I don’t want to evaluate them. I want them off. Unfortunately, there’s no explanation in this nearly 1000 page document as to how to do that.

Help=>List of all Placeholders triggers a pop-up which consists of a catalog and a manual concerning how to put these in your document. Great. Now if only there was a way:
–to reveal these hidden characters, so they can be deleted
–a way to delete them from (a) (any) menu bar.
But still
no joy.

Maybe an export to hex; then the errant bytes could be deleted there.
But you would have to know the hex value of that autonumbering (excuse me) auto-numbering code. <$hn>? <$n> or…?

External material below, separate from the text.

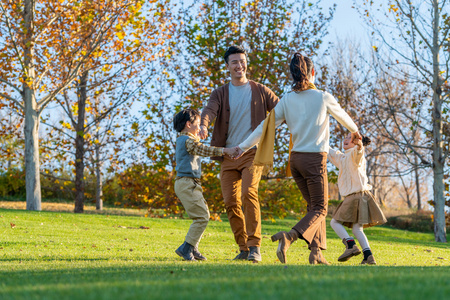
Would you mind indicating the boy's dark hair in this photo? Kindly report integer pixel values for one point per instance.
(366, 140)
(301, 67)
(233, 50)
(180, 119)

Surely there’s an easier way than a hex export.

Finally, a work around:

  1. Purchase Vellum. It’s only $250, no discounts.
  2. Rummage around and find the Scrivener Vellum Export template. This may come with Scrivener, it may be a Vellum add-on; I don’t remember.
  3. Compile document for Vellum. You will get a .docx file.Vellum can’t open anything else.
  4. Open document with Vellum. The conversion will, initially look bad. The title pages consisting of one word; there may be a few of them. Keep trashing these until, finally
  5. Your document appears as a chapter. Without the extra, uncommanded Scrivener autonumbering. The angels sing.

But you’re not finished.

  1. File=>Export to RTF (it’s the only export choice).
  2. Open the rtf file in Word.
  3. A little minor tweaking, but your original numbering has been preserved with no unwelcome, uncommanded additions.

One might well wish there was a less complex, less expensive alternative.
But there doesn’t seem to be.

If you haven’t yet tried it, "Edit->Paste and March Style" may do what you want. There’s a keyboard shortcut but I don’t have it memorised.

If you’ve already tried it, I apologise for taking your time.

Hope this helps!

Anyone? Bueller?

In Scrivener, select the problem text and assign Format -> List -> None.

Does that help?

(It’s a long thread; forgive me if you already tried that.)

Katherine

You’ve posted a lot of stuff here, so I may be missing something in the skimming…

From what I can tell, you have two separate issues.

First, you are pasting in text, and that text is numbering paragraphs as if it was a numbered outline.
Second, you are compiling the titles (and synopses/other metadata?) as an outline, and that compilation is numbering each entry as an enumerated outline.

It’s going to be very hard to get help if you mix the two issues, as the solutions will be very different and will confuse explanations and back-and-forth discussion about each.

For the first issue, are you sure the original text source wasn’t an enumerated outline to start? If you just delete the numbers, the invisible rich text metadata is still going to say “these paragraphs are numbered automatically”, and pasting them into a rich text editor like Scrivener will trigger it to “re-number” the pasted text from 1, causing those deleted numbers to re-appear.

Is that what you’re seeing when you paste text? It would be helpful know more about the source --what word processor-- for instance. Also, in the source editor, try selecting the problem paragraphs, and then adding outline numbering (in Word, that’s done with the numbered outline button in the toolbar), and then removing the numbering (again, using the same interface that adds automatic numbering).

If you want to also discuss compiling while still sussing out what’s happening with pasted text, I’d suggest starting a new thread devoted to that.